I guess I should be jaded by now, and just ignore the numbers. But every quarter, I can't help but peruse the Office of the Comptroller of the Currency's (OCC) latest report on derivatives activity. It's not exactly beach reading. But it is, frankly, astounding to see some of the figures in these documents. The highlights of the Q2 report:

* The notional amount of outstanding derivatives held by U.S. commercial banks jumped 8% between the first and second quarter to ... drum roll please ... $119 trillion. That's also up 24% YOY. Just in case your curious, global Gross Domestic Product in 2004 was $41.4 trillion, according to the World Bank.

* Now as you may or may not know, notional value is NOT the same as the amount at risk that banks have. In OCC jargon: "The notional amount of a derivative contract is a reference amount from which contractual payments will be derived, but it is generally not an amount at risk. The credit risk in a derivative contract is a function of a number of variables, such as whether counterparties exchange notional principal, the volatility of the underlying market factors interest rate, currency, commodity, equity or corporate reference entity) used as the basis for determining contract payments, the maturity and liquidity of contracts, and the creditworthiness of the counterparties."

* So to determine "real" exposure, you want to look at various credit risk measures that allow for netting of winning and losing bets between institutions, and other compensating factors.
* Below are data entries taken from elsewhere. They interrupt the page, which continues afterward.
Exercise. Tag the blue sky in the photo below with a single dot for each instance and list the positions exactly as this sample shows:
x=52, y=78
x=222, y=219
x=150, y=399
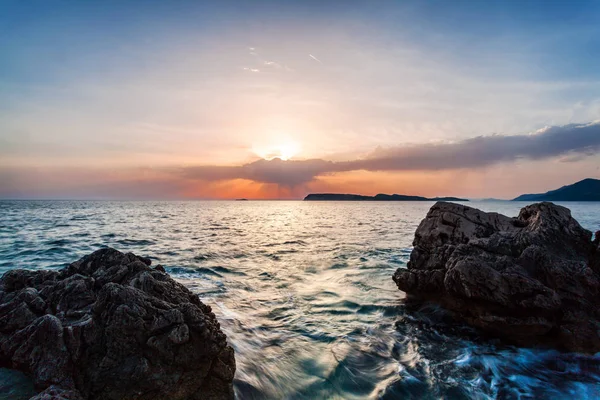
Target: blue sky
x=159, y=85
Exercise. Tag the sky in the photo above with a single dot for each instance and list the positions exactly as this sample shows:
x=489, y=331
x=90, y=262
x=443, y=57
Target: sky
x=275, y=100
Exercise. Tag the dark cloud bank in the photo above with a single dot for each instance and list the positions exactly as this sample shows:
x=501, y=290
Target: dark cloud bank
x=574, y=141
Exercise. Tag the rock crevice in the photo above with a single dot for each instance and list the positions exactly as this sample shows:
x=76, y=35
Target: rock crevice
x=110, y=327
x=534, y=279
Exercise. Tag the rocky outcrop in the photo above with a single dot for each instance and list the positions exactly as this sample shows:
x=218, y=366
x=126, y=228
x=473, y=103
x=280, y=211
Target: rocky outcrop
x=110, y=327
x=534, y=279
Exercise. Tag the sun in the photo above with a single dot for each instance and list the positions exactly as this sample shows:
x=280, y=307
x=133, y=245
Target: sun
x=284, y=151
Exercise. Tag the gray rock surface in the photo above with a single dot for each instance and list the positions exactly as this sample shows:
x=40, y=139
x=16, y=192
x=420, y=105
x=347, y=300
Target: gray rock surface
x=534, y=279
x=110, y=327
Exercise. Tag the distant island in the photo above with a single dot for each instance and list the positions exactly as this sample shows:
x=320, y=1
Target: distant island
x=585, y=190
x=379, y=197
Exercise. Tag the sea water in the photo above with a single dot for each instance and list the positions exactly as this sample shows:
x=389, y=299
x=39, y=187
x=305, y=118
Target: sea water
x=304, y=292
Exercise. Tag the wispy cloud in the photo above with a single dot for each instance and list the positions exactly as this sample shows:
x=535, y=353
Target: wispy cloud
x=315, y=58
x=569, y=140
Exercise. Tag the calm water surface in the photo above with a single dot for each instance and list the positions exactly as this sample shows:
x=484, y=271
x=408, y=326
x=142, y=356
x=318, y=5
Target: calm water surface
x=304, y=292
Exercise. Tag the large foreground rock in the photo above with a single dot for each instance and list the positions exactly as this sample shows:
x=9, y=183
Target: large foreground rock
x=110, y=327
x=534, y=279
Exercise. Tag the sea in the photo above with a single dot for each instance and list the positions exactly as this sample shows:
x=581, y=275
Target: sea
x=304, y=292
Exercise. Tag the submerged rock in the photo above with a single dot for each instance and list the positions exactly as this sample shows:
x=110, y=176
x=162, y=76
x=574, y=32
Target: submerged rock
x=534, y=279
x=111, y=327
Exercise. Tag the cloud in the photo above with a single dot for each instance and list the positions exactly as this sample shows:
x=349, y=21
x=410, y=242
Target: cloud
x=315, y=58
x=570, y=141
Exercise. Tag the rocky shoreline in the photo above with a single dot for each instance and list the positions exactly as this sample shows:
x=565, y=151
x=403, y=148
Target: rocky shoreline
x=111, y=327
x=533, y=279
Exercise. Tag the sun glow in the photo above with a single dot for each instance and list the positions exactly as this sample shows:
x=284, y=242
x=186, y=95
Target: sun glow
x=284, y=151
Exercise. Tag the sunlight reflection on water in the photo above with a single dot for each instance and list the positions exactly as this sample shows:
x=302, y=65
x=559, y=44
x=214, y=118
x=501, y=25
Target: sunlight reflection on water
x=304, y=292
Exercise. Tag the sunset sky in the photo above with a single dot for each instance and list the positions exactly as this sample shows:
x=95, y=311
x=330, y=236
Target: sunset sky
x=264, y=99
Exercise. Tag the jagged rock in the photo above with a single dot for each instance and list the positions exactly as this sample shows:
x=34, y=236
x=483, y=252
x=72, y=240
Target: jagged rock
x=110, y=327
x=534, y=279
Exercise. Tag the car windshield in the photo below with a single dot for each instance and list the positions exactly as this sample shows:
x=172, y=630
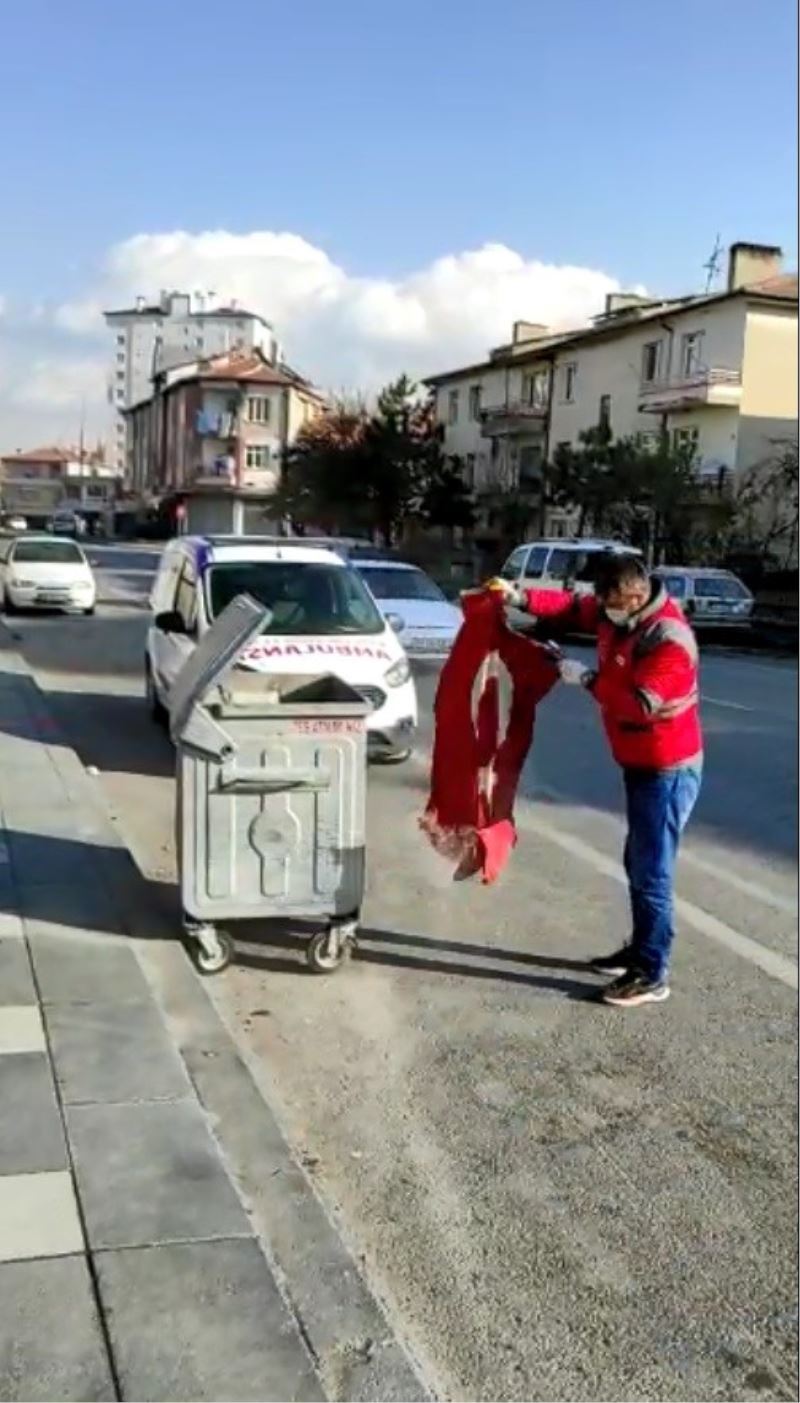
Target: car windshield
x=303, y=598
x=400, y=584
x=48, y=553
x=719, y=587
x=675, y=585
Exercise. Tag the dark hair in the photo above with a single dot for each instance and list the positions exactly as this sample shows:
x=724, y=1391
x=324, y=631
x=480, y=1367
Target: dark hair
x=615, y=571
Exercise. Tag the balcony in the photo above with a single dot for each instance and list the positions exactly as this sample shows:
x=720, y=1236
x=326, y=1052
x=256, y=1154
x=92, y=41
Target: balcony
x=705, y=386
x=511, y=418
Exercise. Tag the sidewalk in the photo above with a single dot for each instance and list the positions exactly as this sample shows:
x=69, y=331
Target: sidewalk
x=129, y=1266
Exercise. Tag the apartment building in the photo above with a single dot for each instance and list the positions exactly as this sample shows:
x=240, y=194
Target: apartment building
x=37, y=483
x=212, y=435
x=177, y=329
x=716, y=371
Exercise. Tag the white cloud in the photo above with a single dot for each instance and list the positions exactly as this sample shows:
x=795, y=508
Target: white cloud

Problem is, skyrocketing overall contract value is also pushing up "total credit exposure" -- it climbed to $1.4 trillion in Q2 from $1.31 trillion in Q1. Another measure of risk is lower. Called "Netted Current Credit Exposure," it was up $10 billion to $199 billion in Q2.

All in all, the OCC has lots of soothing language about why the gigantic growth in derivatives outstanding is not a big deal ... how the "real" possible losses are very small in relation to bank capital levels ... how complex modeling of "Value at Risk" shows that there isn't REALLY much risk of loss, etc., etc.

But like they say in war, no battle plan actually survives contact with the enemy. Even if all the reassurances are correct, and the derivatives extravaganza isn't a big deal, the RISK that it will BECOME a big deal with some black swan, unplanned event occurring down the road rises with every trillion dollars' worth of exposure you add in the system. Just some food for thought on this fine autumn day.